Fachin e Cármen buscam trégua, mas tensão deve continuar no STF

Ministros ligados a Moraes e Mendonça não veem espaço para acordo após sessão

O presidente do Supremo Tribunal Federal (STF), Edson Fachin, e a ministra Cármen Lúcia articulam conversas para tentar reduzir a tensão entre os ministros Alexandre de Moraes e André Mendonça após o confronto ocorrido na sessão desta terça-feira (15). Nos bastidores, porém, integrantes dos dois grupos avaliam que não há, neste momento, ambiente para uma composição.

Foto: Alejandro Zambrana/STF e Rosinei Coutinho/STF
Fachin e Cármen Lúcia articulam conversas para reduzir tensão no STF.

Segundo relatos ouvidos pela CNN, Fachin tem defendido uma trégua entre Moraes e Mendonça. Cármen Lúcia participa da tentativa de aproximação. A preocupação é evitar que o conflito entre os ministros amplie a crise dentro da Corte e tenha repercussões sobre o processo eleitoral deste ano.

Fachin e Cármen devem conversar nesta semana com outros integrantes do Supremo, entre eles Flávio Dino, Gilmar Mendes e Luiz Fux. A movimentação ocorre após o bate-boca registrado durante a sessão que analisava a investigação envolvendo Moraes.

Sessão expôs divisão na Corte

Apesar da iniciativa dos dois ministros, integrantes dos grupos de Moraes e Mendonça demonstram ceticismo quanto à possibilidade de uma trégua imediata. Na avaliação relatada à CNN, a sessão aberta de terça-feira agravou o desconforto entre os integrantes do tribunal.

O entendimento de parte dos magistrados é que novos episódios de críticas e provocações podem ocorrer tanto no plenário quanto nas sessões das turmas. Nesse cenário, interlocutores avaliam que a passagem do tempo seria necessária para diminuir a tensão.

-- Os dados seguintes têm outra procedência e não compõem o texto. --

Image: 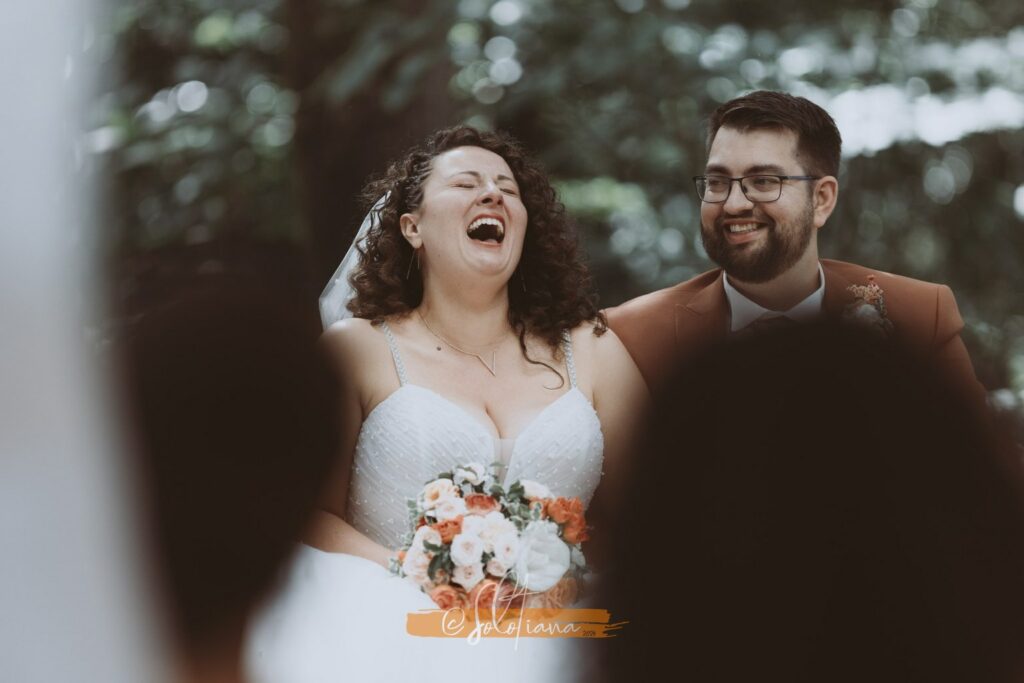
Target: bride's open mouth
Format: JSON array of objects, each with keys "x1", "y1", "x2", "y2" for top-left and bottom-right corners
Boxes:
[{"x1": 466, "y1": 216, "x2": 505, "y2": 246}]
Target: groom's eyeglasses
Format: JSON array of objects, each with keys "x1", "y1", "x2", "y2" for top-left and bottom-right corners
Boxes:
[{"x1": 693, "y1": 175, "x2": 821, "y2": 204}]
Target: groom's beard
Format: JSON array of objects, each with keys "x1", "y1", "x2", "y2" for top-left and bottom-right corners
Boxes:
[{"x1": 700, "y1": 202, "x2": 814, "y2": 284}]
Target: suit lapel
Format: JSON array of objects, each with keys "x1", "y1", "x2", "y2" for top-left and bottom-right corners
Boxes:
[{"x1": 675, "y1": 271, "x2": 729, "y2": 357}]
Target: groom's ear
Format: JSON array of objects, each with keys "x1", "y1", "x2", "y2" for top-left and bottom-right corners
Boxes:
[
  {"x1": 398, "y1": 213, "x2": 423, "y2": 249},
  {"x1": 812, "y1": 175, "x2": 839, "y2": 227}
]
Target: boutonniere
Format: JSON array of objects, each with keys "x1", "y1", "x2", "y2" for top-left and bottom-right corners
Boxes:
[{"x1": 843, "y1": 275, "x2": 893, "y2": 339}]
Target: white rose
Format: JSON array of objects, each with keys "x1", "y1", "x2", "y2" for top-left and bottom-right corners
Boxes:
[
  {"x1": 420, "y1": 479, "x2": 459, "y2": 510},
  {"x1": 452, "y1": 533, "x2": 483, "y2": 567},
  {"x1": 401, "y1": 546, "x2": 430, "y2": 586},
  {"x1": 475, "y1": 511, "x2": 517, "y2": 553},
  {"x1": 434, "y1": 498, "x2": 466, "y2": 521},
  {"x1": 455, "y1": 463, "x2": 487, "y2": 486},
  {"x1": 462, "y1": 515, "x2": 487, "y2": 536},
  {"x1": 515, "y1": 521, "x2": 569, "y2": 592},
  {"x1": 452, "y1": 562, "x2": 483, "y2": 591},
  {"x1": 487, "y1": 558, "x2": 509, "y2": 579},
  {"x1": 409, "y1": 526, "x2": 441, "y2": 553},
  {"x1": 519, "y1": 479, "x2": 554, "y2": 499},
  {"x1": 494, "y1": 531, "x2": 519, "y2": 567}
]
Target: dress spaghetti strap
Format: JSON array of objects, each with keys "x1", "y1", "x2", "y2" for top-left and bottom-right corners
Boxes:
[
  {"x1": 381, "y1": 323, "x2": 405, "y2": 386},
  {"x1": 562, "y1": 330, "x2": 577, "y2": 389}
]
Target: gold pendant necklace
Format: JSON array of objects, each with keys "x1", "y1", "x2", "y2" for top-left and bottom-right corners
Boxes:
[{"x1": 416, "y1": 308, "x2": 498, "y2": 377}]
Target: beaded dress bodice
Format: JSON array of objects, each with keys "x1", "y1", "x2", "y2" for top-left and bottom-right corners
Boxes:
[{"x1": 346, "y1": 324, "x2": 604, "y2": 548}]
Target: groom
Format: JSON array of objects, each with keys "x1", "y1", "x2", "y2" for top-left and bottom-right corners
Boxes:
[{"x1": 606, "y1": 91, "x2": 984, "y2": 398}]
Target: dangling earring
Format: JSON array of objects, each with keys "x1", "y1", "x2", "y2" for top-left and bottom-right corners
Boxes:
[{"x1": 406, "y1": 249, "x2": 420, "y2": 280}]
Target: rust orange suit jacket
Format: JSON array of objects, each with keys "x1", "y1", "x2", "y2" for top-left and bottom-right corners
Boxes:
[{"x1": 605, "y1": 259, "x2": 984, "y2": 400}]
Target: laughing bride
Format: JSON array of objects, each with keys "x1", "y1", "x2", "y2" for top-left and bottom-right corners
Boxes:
[{"x1": 246, "y1": 127, "x2": 647, "y2": 683}]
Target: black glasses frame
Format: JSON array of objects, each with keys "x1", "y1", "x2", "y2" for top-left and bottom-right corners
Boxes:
[{"x1": 693, "y1": 173, "x2": 824, "y2": 204}]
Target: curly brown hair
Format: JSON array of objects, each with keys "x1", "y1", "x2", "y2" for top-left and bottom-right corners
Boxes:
[{"x1": 349, "y1": 126, "x2": 607, "y2": 365}]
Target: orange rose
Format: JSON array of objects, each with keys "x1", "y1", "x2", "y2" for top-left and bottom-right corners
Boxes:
[
  {"x1": 526, "y1": 577, "x2": 580, "y2": 610},
  {"x1": 466, "y1": 494, "x2": 501, "y2": 515},
  {"x1": 544, "y1": 498, "x2": 583, "y2": 524},
  {"x1": 431, "y1": 517, "x2": 462, "y2": 543},
  {"x1": 562, "y1": 514, "x2": 590, "y2": 546},
  {"x1": 469, "y1": 579, "x2": 523, "y2": 612},
  {"x1": 430, "y1": 584, "x2": 467, "y2": 609}
]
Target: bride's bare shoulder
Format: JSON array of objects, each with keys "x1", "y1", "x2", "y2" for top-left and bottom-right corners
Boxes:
[{"x1": 321, "y1": 317, "x2": 388, "y2": 369}]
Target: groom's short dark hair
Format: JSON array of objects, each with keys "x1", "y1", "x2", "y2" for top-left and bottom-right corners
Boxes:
[{"x1": 708, "y1": 90, "x2": 843, "y2": 176}]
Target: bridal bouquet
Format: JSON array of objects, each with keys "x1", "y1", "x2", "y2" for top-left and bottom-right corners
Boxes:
[{"x1": 391, "y1": 463, "x2": 588, "y2": 609}]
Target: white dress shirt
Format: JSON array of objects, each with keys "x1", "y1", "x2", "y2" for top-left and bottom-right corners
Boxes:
[{"x1": 722, "y1": 263, "x2": 825, "y2": 332}]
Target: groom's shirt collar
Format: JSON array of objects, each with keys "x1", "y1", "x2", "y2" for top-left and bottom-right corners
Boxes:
[{"x1": 722, "y1": 263, "x2": 825, "y2": 332}]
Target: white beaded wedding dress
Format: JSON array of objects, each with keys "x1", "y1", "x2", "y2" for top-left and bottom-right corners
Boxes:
[{"x1": 244, "y1": 324, "x2": 604, "y2": 683}]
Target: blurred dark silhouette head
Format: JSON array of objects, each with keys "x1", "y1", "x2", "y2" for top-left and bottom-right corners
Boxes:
[
  {"x1": 601, "y1": 327, "x2": 1024, "y2": 683},
  {"x1": 123, "y1": 282, "x2": 341, "y2": 653}
]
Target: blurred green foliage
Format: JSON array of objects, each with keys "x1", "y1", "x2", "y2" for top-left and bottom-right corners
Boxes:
[{"x1": 86, "y1": 0, "x2": 1024, "y2": 419}]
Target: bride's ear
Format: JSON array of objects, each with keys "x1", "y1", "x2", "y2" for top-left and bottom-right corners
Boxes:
[{"x1": 398, "y1": 213, "x2": 423, "y2": 249}]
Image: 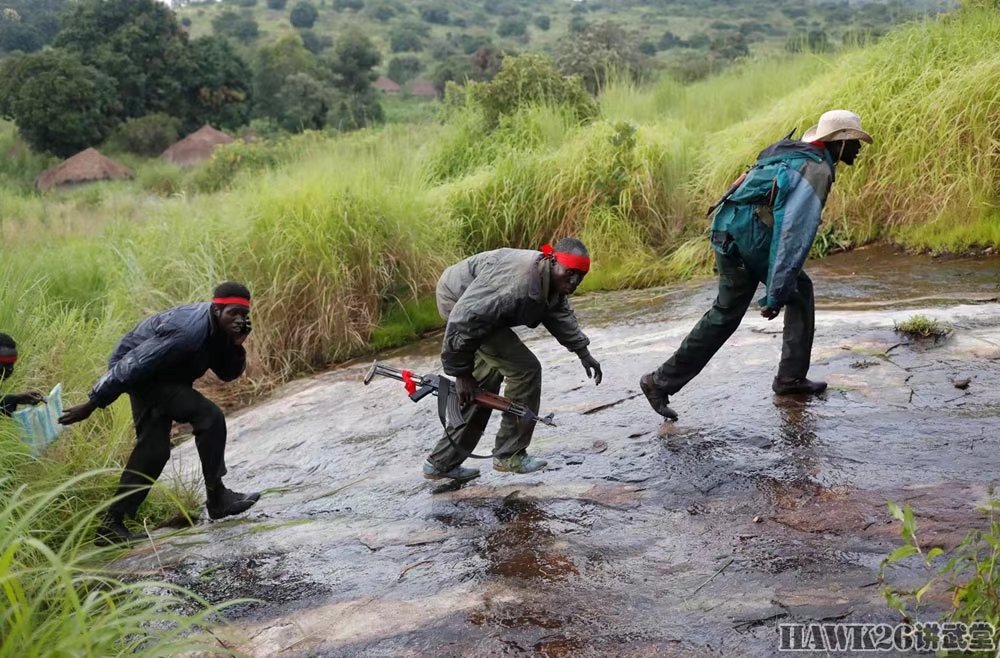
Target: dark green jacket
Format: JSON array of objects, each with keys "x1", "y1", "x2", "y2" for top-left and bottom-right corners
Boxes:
[
  {"x1": 712, "y1": 140, "x2": 834, "y2": 309},
  {"x1": 437, "y1": 249, "x2": 590, "y2": 376}
]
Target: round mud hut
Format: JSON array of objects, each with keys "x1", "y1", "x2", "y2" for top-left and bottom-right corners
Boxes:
[
  {"x1": 35, "y1": 148, "x2": 132, "y2": 192},
  {"x1": 161, "y1": 124, "x2": 233, "y2": 167}
]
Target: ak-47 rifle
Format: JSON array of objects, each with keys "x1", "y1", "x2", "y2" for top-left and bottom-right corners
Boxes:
[{"x1": 364, "y1": 361, "x2": 556, "y2": 429}]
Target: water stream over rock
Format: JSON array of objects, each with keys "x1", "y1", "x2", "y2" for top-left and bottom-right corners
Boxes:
[{"x1": 118, "y1": 249, "x2": 1000, "y2": 656}]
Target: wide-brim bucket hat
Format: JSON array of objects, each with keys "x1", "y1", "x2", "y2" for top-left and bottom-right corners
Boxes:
[{"x1": 802, "y1": 110, "x2": 872, "y2": 144}]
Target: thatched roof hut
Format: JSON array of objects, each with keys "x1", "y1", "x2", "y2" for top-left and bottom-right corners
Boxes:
[
  {"x1": 35, "y1": 148, "x2": 132, "y2": 192},
  {"x1": 407, "y1": 78, "x2": 437, "y2": 98},
  {"x1": 372, "y1": 75, "x2": 400, "y2": 94},
  {"x1": 161, "y1": 123, "x2": 233, "y2": 167}
]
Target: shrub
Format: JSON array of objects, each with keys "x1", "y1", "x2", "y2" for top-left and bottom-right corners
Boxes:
[
  {"x1": 288, "y1": 0, "x2": 319, "y2": 30},
  {"x1": 111, "y1": 112, "x2": 181, "y2": 158}
]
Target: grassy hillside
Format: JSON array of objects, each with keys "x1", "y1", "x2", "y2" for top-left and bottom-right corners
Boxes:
[{"x1": 177, "y1": 0, "x2": 954, "y2": 82}]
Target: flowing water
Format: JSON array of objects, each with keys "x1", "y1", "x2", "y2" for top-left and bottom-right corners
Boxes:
[{"x1": 113, "y1": 249, "x2": 1000, "y2": 656}]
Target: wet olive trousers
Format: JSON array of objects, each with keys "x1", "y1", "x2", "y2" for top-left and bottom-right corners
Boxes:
[
  {"x1": 108, "y1": 384, "x2": 226, "y2": 519},
  {"x1": 653, "y1": 253, "x2": 816, "y2": 395},
  {"x1": 428, "y1": 329, "x2": 542, "y2": 471}
]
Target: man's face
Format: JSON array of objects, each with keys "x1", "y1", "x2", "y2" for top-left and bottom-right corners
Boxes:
[
  {"x1": 213, "y1": 304, "x2": 250, "y2": 342},
  {"x1": 833, "y1": 139, "x2": 861, "y2": 167},
  {"x1": 0, "y1": 347, "x2": 17, "y2": 379},
  {"x1": 552, "y1": 261, "x2": 587, "y2": 295}
]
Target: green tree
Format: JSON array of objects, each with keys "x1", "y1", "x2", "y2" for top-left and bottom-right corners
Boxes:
[
  {"x1": 330, "y1": 30, "x2": 382, "y2": 94},
  {"x1": 467, "y1": 54, "x2": 598, "y2": 128},
  {"x1": 420, "y1": 2, "x2": 451, "y2": 25},
  {"x1": 497, "y1": 16, "x2": 528, "y2": 37},
  {"x1": 254, "y1": 34, "x2": 319, "y2": 117},
  {"x1": 109, "y1": 112, "x2": 181, "y2": 158},
  {"x1": 181, "y1": 37, "x2": 253, "y2": 131},
  {"x1": 299, "y1": 30, "x2": 333, "y2": 55},
  {"x1": 276, "y1": 73, "x2": 331, "y2": 133},
  {"x1": 288, "y1": 0, "x2": 319, "y2": 30},
  {"x1": 556, "y1": 21, "x2": 648, "y2": 94},
  {"x1": 54, "y1": 0, "x2": 191, "y2": 118},
  {"x1": 387, "y1": 55, "x2": 424, "y2": 84},
  {"x1": 0, "y1": 50, "x2": 120, "y2": 157}
]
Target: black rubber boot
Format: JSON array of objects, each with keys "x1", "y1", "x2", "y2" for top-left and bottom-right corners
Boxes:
[
  {"x1": 94, "y1": 517, "x2": 146, "y2": 546},
  {"x1": 639, "y1": 374, "x2": 677, "y2": 420},
  {"x1": 205, "y1": 484, "x2": 260, "y2": 519},
  {"x1": 771, "y1": 377, "x2": 826, "y2": 395}
]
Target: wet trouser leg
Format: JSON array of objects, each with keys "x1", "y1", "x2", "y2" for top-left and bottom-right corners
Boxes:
[
  {"x1": 108, "y1": 384, "x2": 226, "y2": 518},
  {"x1": 778, "y1": 272, "x2": 816, "y2": 379},
  {"x1": 428, "y1": 329, "x2": 542, "y2": 471},
  {"x1": 653, "y1": 253, "x2": 758, "y2": 395}
]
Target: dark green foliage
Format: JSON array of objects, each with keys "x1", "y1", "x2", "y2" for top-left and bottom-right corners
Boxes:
[
  {"x1": 110, "y1": 112, "x2": 181, "y2": 158},
  {"x1": 299, "y1": 30, "x2": 333, "y2": 55},
  {"x1": 54, "y1": 0, "x2": 190, "y2": 118},
  {"x1": 467, "y1": 54, "x2": 598, "y2": 128},
  {"x1": 389, "y1": 22, "x2": 429, "y2": 53},
  {"x1": 212, "y1": 9, "x2": 260, "y2": 43},
  {"x1": 569, "y1": 16, "x2": 590, "y2": 34},
  {"x1": 556, "y1": 21, "x2": 648, "y2": 94},
  {"x1": 420, "y1": 2, "x2": 450, "y2": 25},
  {"x1": 431, "y1": 56, "x2": 472, "y2": 96},
  {"x1": 327, "y1": 87, "x2": 385, "y2": 131},
  {"x1": 497, "y1": 17, "x2": 528, "y2": 37},
  {"x1": 288, "y1": 0, "x2": 319, "y2": 30},
  {"x1": 254, "y1": 35, "x2": 320, "y2": 117},
  {"x1": 330, "y1": 30, "x2": 382, "y2": 94},
  {"x1": 387, "y1": 55, "x2": 424, "y2": 84},
  {"x1": 277, "y1": 73, "x2": 331, "y2": 133},
  {"x1": 0, "y1": 50, "x2": 120, "y2": 157},
  {"x1": 182, "y1": 37, "x2": 253, "y2": 131}
]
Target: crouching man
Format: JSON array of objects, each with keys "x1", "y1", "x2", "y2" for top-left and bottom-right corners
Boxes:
[
  {"x1": 59, "y1": 282, "x2": 260, "y2": 545},
  {"x1": 0, "y1": 333, "x2": 45, "y2": 416},
  {"x1": 424, "y1": 238, "x2": 602, "y2": 480}
]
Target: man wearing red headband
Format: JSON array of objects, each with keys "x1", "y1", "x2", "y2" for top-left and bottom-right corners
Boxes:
[
  {"x1": 59, "y1": 282, "x2": 260, "y2": 545},
  {"x1": 0, "y1": 333, "x2": 45, "y2": 416},
  {"x1": 424, "y1": 238, "x2": 603, "y2": 480}
]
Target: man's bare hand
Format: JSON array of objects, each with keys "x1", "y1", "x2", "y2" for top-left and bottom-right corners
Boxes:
[
  {"x1": 59, "y1": 400, "x2": 97, "y2": 425},
  {"x1": 455, "y1": 375, "x2": 477, "y2": 406},
  {"x1": 760, "y1": 306, "x2": 781, "y2": 320},
  {"x1": 577, "y1": 349, "x2": 604, "y2": 386}
]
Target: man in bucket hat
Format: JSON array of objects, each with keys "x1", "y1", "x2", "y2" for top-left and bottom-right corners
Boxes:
[{"x1": 639, "y1": 110, "x2": 872, "y2": 420}]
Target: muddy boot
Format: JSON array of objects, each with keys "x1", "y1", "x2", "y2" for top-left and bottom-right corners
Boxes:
[
  {"x1": 424, "y1": 461, "x2": 479, "y2": 482},
  {"x1": 94, "y1": 516, "x2": 146, "y2": 546},
  {"x1": 493, "y1": 451, "x2": 549, "y2": 475},
  {"x1": 205, "y1": 483, "x2": 260, "y2": 519},
  {"x1": 639, "y1": 373, "x2": 677, "y2": 420},
  {"x1": 771, "y1": 377, "x2": 826, "y2": 395}
]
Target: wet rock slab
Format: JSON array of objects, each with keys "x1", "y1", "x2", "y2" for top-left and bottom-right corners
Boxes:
[{"x1": 120, "y1": 251, "x2": 1000, "y2": 656}]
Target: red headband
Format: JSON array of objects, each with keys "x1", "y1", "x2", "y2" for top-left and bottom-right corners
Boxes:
[
  {"x1": 542, "y1": 244, "x2": 590, "y2": 273},
  {"x1": 212, "y1": 297, "x2": 250, "y2": 308}
]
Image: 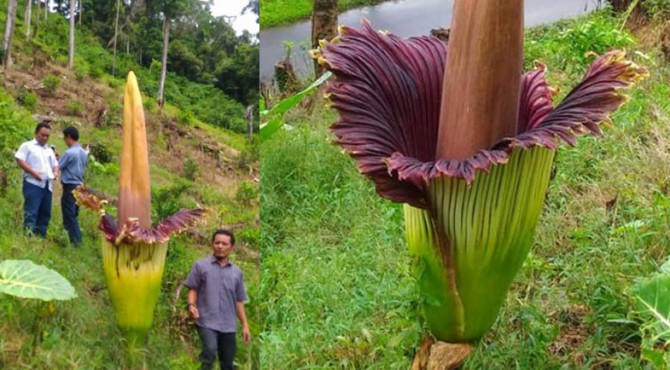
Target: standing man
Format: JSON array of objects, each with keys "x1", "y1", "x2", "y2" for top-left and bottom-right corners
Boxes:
[
  {"x1": 185, "y1": 229, "x2": 251, "y2": 370},
  {"x1": 14, "y1": 121, "x2": 58, "y2": 238},
  {"x1": 58, "y1": 126, "x2": 88, "y2": 247}
]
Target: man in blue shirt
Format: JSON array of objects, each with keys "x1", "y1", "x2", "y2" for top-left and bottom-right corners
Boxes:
[
  {"x1": 58, "y1": 126, "x2": 88, "y2": 247},
  {"x1": 184, "y1": 229, "x2": 251, "y2": 370},
  {"x1": 14, "y1": 121, "x2": 58, "y2": 238}
]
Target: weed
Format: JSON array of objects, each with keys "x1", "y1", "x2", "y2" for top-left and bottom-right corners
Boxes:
[
  {"x1": 67, "y1": 100, "x2": 85, "y2": 117},
  {"x1": 235, "y1": 180, "x2": 258, "y2": 206},
  {"x1": 16, "y1": 88, "x2": 39, "y2": 112},
  {"x1": 89, "y1": 142, "x2": 113, "y2": 164},
  {"x1": 42, "y1": 75, "x2": 60, "y2": 95},
  {"x1": 182, "y1": 158, "x2": 200, "y2": 181}
]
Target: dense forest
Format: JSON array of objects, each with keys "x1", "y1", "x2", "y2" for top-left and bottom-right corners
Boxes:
[
  {"x1": 0, "y1": 0, "x2": 260, "y2": 369},
  {"x1": 2, "y1": 0, "x2": 259, "y2": 132}
]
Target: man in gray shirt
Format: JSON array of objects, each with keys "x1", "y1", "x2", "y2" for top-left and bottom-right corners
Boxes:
[
  {"x1": 58, "y1": 126, "x2": 88, "y2": 247},
  {"x1": 184, "y1": 229, "x2": 251, "y2": 370},
  {"x1": 14, "y1": 121, "x2": 58, "y2": 238}
]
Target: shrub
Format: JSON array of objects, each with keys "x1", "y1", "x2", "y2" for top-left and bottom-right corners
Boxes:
[
  {"x1": 100, "y1": 102, "x2": 122, "y2": 127},
  {"x1": 42, "y1": 75, "x2": 60, "y2": 95},
  {"x1": 235, "y1": 180, "x2": 258, "y2": 206},
  {"x1": 67, "y1": 100, "x2": 85, "y2": 116},
  {"x1": 74, "y1": 65, "x2": 88, "y2": 81},
  {"x1": 237, "y1": 137, "x2": 258, "y2": 169},
  {"x1": 90, "y1": 143, "x2": 112, "y2": 164},
  {"x1": 88, "y1": 66, "x2": 105, "y2": 79},
  {"x1": 177, "y1": 109, "x2": 193, "y2": 125},
  {"x1": 151, "y1": 184, "x2": 188, "y2": 221},
  {"x1": 182, "y1": 159, "x2": 200, "y2": 181},
  {"x1": 642, "y1": 0, "x2": 670, "y2": 19},
  {"x1": 16, "y1": 87, "x2": 39, "y2": 112}
]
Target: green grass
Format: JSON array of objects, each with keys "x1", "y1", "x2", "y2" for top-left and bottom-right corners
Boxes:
[
  {"x1": 260, "y1": 0, "x2": 383, "y2": 29},
  {"x1": 0, "y1": 53, "x2": 260, "y2": 369},
  {"x1": 260, "y1": 14, "x2": 670, "y2": 369}
]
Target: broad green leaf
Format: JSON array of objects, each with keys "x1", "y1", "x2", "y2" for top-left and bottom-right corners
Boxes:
[
  {"x1": 260, "y1": 72, "x2": 332, "y2": 140},
  {"x1": 0, "y1": 260, "x2": 77, "y2": 301},
  {"x1": 635, "y1": 274, "x2": 670, "y2": 340}
]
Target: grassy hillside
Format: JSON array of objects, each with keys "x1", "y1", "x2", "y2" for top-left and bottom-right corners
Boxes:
[
  {"x1": 260, "y1": 0, "x2": 383, "y2": 29},
  {"x1": 0, "y1": 3, "x2": 260, "y2": 369},
  {"x1": 260, "y1": 13, "x2": 670, "y2": 369}
]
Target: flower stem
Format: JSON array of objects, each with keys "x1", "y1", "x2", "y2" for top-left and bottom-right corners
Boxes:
[{"x1": 436, "y1": 0, "x2": 524, "y2": 160}]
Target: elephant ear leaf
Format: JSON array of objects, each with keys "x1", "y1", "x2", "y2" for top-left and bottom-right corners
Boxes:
[
  {"x1": 634, "y1": 263, "x2": 670, "y2": 369},
  {"x1": 0, "y1": 260, "x2": 77, "y2": 301}
]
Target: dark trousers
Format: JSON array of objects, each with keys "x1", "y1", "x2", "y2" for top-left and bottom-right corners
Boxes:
[
  {"x1": 195, "y1": 325, "x2": 237, "y2": 370},
  {"x1": 23, "y1": 180, "x2": 51, "y2": 238},
  {"x1": 60, "y1": 184, "x2": 81, "y2": 247}
]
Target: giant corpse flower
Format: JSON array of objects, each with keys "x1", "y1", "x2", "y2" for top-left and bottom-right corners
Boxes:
[
  {"x1": 75, "y1": 72, "x2": 204, "y2": 348},
  {"x1": 314, "y1": 6, "x2": 646, "y2": 343}
]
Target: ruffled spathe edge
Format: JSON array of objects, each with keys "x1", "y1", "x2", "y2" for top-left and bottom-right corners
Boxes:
[
  {"x1": 74, "y1": 185, "x2": 206, "y2": 245},
  {"x1": 314, "y1": 22, "x2": 647, "y2": 208},
  {"x1": 387, "y1": 50, "x2": 647, "y2": 187}
]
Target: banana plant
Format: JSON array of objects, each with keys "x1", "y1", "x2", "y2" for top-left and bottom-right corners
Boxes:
[
  {"x1": 75, "y1": 72, "x2": 204, "y2": 348},
  {"x1": 313, "y1": 0, "x2": 646, "y2": 343}
]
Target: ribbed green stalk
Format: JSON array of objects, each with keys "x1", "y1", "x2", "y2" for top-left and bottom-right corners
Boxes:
[
  {"x1": 405, "y1": 147, "x2": 554, "y2": 342},
  {"x1": 102, "y1": 241, "x2": 167, "y2": 348}
]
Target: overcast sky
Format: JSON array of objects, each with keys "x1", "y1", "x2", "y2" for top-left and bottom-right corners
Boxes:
[{"x1": 212, "y1": 0, "x2": 258, "y2": 34}]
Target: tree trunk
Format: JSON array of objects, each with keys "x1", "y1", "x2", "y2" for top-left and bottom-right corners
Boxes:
[
  {"x1": 312, "y1": 0, "x2": 337, "y2": 77},
  {"x1": 112, "y1": 0, "x2": 120, "y2": 76},
  {"x1": 609, "y1": 0, "x2": 633, "y2": 13},
  {"x1": 2, "y1": 0, "x2": 16, "y2": 83},
  {"x1": 24, "y1": 0, "x2": 33, "y2": 41},
  {"x1": 67, "y1": 0, "x2": 76, "y2": 70},
  {"x1": 157, "y1": 17, "x2": 170, "y2": 109},
  {"x1": 35, "y1": 0, "x2": 42, "y2": 28},
  {"x1": 244, "y1": 105, "x2": 254, "y2": 141}
]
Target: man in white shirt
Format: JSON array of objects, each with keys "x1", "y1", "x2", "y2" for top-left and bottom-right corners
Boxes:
[{"x1": 14, "y1": 121, "x2": 58, "y2": 238}]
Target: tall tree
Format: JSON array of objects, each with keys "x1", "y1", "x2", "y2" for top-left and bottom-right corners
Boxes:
[
  {"x1": 35, "y1": 0, "x2": 42, "y2": 29},
  {"x1": 2, "y1": 0, "x2": 16, "y2": 81},
  {"x1": 157, "y1": 16, "x2": 170, "y2": 108},
  {"x1": 242, "y1": 0, "x2": 260, "y2": 23},
  {"x1": 67, "y1": 0, "x2": 77, "y2": 70},
  {"x1": 312, "y1": 0, "x2": 337, "y2": 77},
  {"x1": 158, "y1": 0, "x2": 199, "y2": 108},
  {"x1": 112, "y1": 0, "x2": 121, "y2": 76},
  {"x1": 24, "y1": 0, "x2": 32, "y2": 41}
]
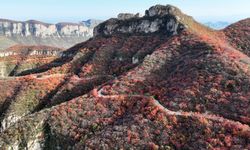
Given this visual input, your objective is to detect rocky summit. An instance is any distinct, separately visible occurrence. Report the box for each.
[0,5,250,150]
[0,19,101,50]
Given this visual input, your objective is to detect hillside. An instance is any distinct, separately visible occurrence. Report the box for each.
[0,5,250,150]
[0,19,101,50]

Antes de marcar a sessão pública, Fachin teria sido alertado de que a transmissão poderia expor ainda mais as divergências entre os ministros. O presidente do STF, contudo, considerou que a análise aberta atenderia ao princípio da transparência diante dos indícios envolvendo magistrados e o ex-banqueiro Daniel Vorcaro.

Ministros questionam sessão aberta

Nos bastidores, ministros mais experientes classificaram a realização da sessão pública como um erro. Segundo os relatos, a exposição não teria contribuído para solucionar a crise nem produzido avanços na investigação.

Para integrantes da Corte, o principal efeito da sessão foi recolocar o STF no centro das críticas da opinião pública.

A tentativa de articulação de Fachin e Cármen ocorre, portanto, em um ambiente de forte divisão interna, enquanto ministros de diferentes grupos ainda demonstram resistência a uma solução imediata para o conflito.